17. Section 20(1) of the Income Tax Assessment Act 1936 (Cth) (``the ITAA'') provides:

``For all the purposes of this Act, income wherever derived and any expenses wherever incurred shall be expressed in terms of Australian currency.''

18. This means that money, for the purposes of the ITAA, must be expressed in units of account which are the units of account in terms of Australian currency. Assessments of income to taxation are made in Australian currency and the tax liability under the ITAA is measured in units of Australian currency and discharged by payment in Australian currency:
DFC of T v Conley & Ors 98 ATC 5090 at 5091, 5092, 5095-5096 (FC). Section 20(1) of the ITAA gives effect in statutory form to the decision of Gavan Duffy CJ and Evatt and McTiernan JJ in
Payne v FC of T (1934) 2 ATD 421 at 426; (1933-1934) 51 CLR 197 at 207, which was affirmed on appeal in the Privy Council (1936) 55 CLR 158 at 163-164, 165; [1936] AC 497 at 508-509, 510 that ``income'', whenever used in the Income Tax Assessment Act 1922-1931 (Cth) meant income expressed in Australian currency: FC of T v Energy Resources of Australia Ltd at ATC 4940, 4949; FCR 49-50, 60-61.
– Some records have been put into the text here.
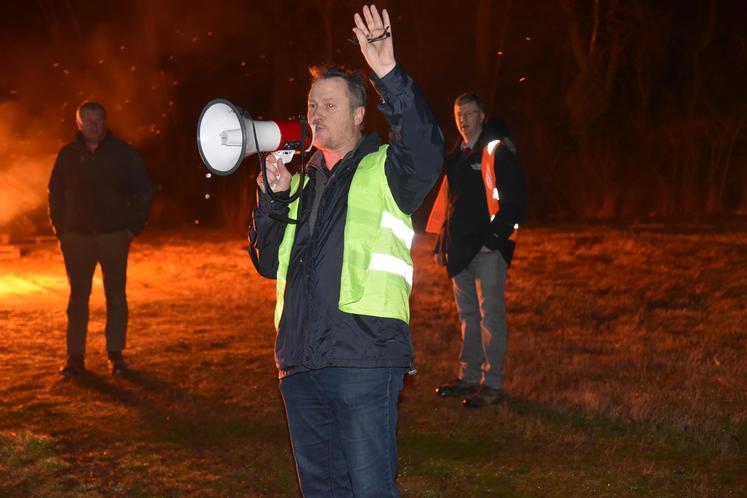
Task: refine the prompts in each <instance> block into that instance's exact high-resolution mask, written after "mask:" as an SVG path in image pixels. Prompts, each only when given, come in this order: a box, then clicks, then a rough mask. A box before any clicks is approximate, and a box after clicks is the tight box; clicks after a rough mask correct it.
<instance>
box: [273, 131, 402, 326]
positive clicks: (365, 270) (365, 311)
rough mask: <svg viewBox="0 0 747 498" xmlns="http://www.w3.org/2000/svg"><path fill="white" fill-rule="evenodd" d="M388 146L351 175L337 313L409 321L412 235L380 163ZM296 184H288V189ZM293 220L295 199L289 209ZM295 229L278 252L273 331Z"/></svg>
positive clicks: (382, 158)
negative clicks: (275, 291)
mask: <svg viewBox="0 0 747 498" xmlns="http://www.w3.org/2000/svg"><path fill="white" fill-rule="evenodd" d="M387 148H388V146H387V145H382V146H380V147H379V149H378V150H377V151H376V152H372V153H370V154H368V155H366V156H365V157H364V158H363V159H362V160H361V162H360V163H359V164H358V167H357V168H356V170H355V173H354V175H353V179H352V181H351V184H350V191H349V192H348V212H347V216H346V218H345V234H344V241H343V242H344V243H343V256H342V273H341V275H340V300H339V302H338V306H339V309H340V311H343V312H345V313H353V314H358V315H368V316H377V317H383V318H396V319H399V320H402V321H403V322H405V323H409V321H410V292H411V291H412V276H413V265H412V257H411V254H410V249H411V247H412V239H413V237H414V235H415V232H414V230H413V228H412V220H411V218H410V216H409V215H407V214H405V213H403V212H402V211H401V210H400V209H399V207H398V206H397V203H396V202H395V200H394V197H392V193H391V191H390V190H389V185H388V183H387V179H386V174H385V171H384V163H385V161H386V151H387ZM298 183H299V177H298V175H294V176H293V178H292V179H291V189H295V187H296V186H297V185H298ZM289 208H290V212H289V216H290V217H291V218H296V216H297V211H298V200H296V201H294V202H292V203H291V204H290V206H289ZM295 234H296V225H294V224H288V225H287V226H286V228H285V233H284V234H283V241H282V242H281V244H280V248H279V250H278V273H277V286H276V294H277V302H276V305H275V329H276V330H277V329H278V327H279V325H280V318H281V317H282V314H283V304H284V296H285V286H286V277H287V272H288V264H289V262H290V253H291V249H292V248H293V240H294V238H295Z"/></svg>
19. It follows that in the financial years in question the income of the applicant, for the


ATC 4681

purpose of assessing his liability, if any, to the payment of tax, was to be ascertained and expressed in monetary units expressed as dollars: s 20(1) of the ITAA and s 8(1) and (2) of the CA.

20. The issue price or inherent value of ``noble'' metal coins issued under authority of s 14 of the CA is irrelevant for the purposes of the ITAA unless the coins themselves are used, not as currency as legal tender to discharge a monetary obligation, but, as commodities or objects of exchange. When used as commodities, such coins have a value which is ascertainable in the market for such commodities. That value is measured and expressed in monetary units which in Australian currency are called dollars. The value may or may not be different to the face value of the coins, depending upon the interaction of supply and demand in that market: see for example, the discussion of the treatment of gold coins as commodities, as opposed to currency, in
Treseder-Griffin v Co-Operative Insurance Society Ltd [1956] 2 QB 127 at 146ff (CA).
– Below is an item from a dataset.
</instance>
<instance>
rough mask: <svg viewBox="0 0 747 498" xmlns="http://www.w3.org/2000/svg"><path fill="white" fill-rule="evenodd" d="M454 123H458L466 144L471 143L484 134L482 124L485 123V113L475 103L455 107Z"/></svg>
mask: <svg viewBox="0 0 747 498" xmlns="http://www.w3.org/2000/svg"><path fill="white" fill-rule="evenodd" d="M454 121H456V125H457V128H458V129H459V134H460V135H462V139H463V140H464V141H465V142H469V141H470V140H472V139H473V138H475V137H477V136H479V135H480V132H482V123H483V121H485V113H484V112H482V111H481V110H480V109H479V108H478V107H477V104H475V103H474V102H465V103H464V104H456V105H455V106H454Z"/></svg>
21. Where the income of a taxpayer is earned by the receipt of ``noble'' metal coins as commodities, the intrinsic or market value of the coins as income is to be expressed for the purposes of the ITAA in terms of Australian currency. That is, the value of the coins is to be expressed in monetary units of Australian currency as provided for in s 8 of the CA: s 21(1) ITAA;
Californian Copper Syndicate Ltd v Harris (1904) 5 TC 159; FC of T v Energy Resources at ATC 4949; FCR 61. The taxpayer is not to be assessed to taxation on the nominal value of the coins as currency: in this respect there is no difference in approach under the ITAA and under the Income and Corporation Taxes Act 1970 (UK) in respect of which a similar argument to that made by the applicant on this application was rejected in
Jenkins v Horn (Inspector of Taxes) [1979] 2 All ER 1141.
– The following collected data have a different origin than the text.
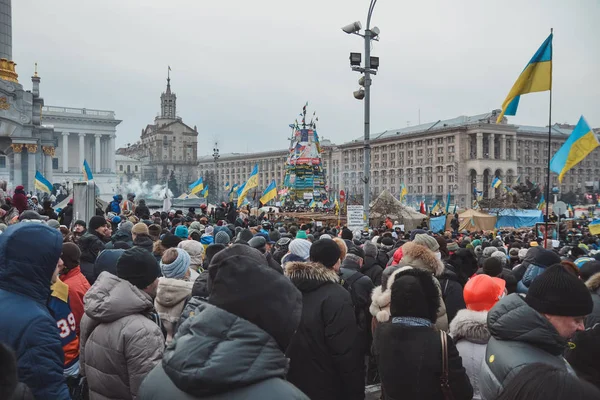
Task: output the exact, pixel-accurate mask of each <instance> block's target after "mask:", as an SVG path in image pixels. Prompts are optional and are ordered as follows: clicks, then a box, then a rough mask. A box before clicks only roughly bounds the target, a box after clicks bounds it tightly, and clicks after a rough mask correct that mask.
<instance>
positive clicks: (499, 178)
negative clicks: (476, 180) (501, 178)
mask: <svg viewBox="0 0 600 400" xmlns="http://www.w3.org/2000/svg"><path fill="white" fill-rule="evenodd" d="M500 185H502V181H501V180H500V178H498V177H497V176H496V177H494V180H493V181H492V187H493V188H494V189H498V188H499V187H500Z"/></svg>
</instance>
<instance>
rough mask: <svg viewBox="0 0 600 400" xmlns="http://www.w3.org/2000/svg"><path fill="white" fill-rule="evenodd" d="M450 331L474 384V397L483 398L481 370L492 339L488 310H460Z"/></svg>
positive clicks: (450, 332)
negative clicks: (474, 310)
mask: <svg viewBox="0 0 600 400" xmlns="http://www.w3.org/2000/svg"><path fill="white" fill-rule="evenodd" d="M449 333H450V336H452V339H453V340H454V343H455V344H456V349H457V350H458V353H459V354H460V356H461V357H462V360H463V367H465V370H466V371H467V375H468V376H469V380H470V381H471V385H472V386H473V399H474V400H479V399H481V393H480V390H479V372H480V371H481V363H482V362H483V359H484V358H485V348H486V346H487V342H488V340H490V331H489V330H488V328H487V311H473V310H467V309H463V310H460V311H459V312H458V313H457V314H456V317H454V319H453V320H452V322H450V332H449Z"/></svg>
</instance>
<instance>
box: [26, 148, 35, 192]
mask: <svg viewBox="0 0 600 400" xmlns="http://www.w3.org/2000/svg"><path fill="white" fill-rule="evenodd" d="M26 147H27V191H30V190H31V191H33V190H35V187H34V184H33V182H34V180H35V170H36V168H35V154H36V153H37V144H27V145H26Z"/></svg>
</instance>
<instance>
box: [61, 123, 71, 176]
mask: <svg viewBox="0 0 600 400" xmlns="http://www.w3.org/2000/svg"><path fill="white" fill-rule="evenodd" d="M62 153H63V154H62V161H63V173H67V172H69V132H63V147H62Z"/></svg>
22. The AAT made no legal error in its decision given on 16 March 2001 to affirm the decision of the respondent before it for review. The grounds which the applicant wishes to advance, if an extension of time to apply under s 44 of the AAT Act is granted, are without merit and any application would fail. The application is in consequence dismissed.

23. There is, in my view, no reason why the ordinary situation should not apply with costs following the disposition of the event.

THE COURT ORDERS THAT:

1. The application to extend time to apply for review of the decision of the Administrative Appeals Tribunal given on 16 March 2001 is dismissed.

2. The applicant pay the respondent's costs, including reserved costs, to be taxed if not agreed.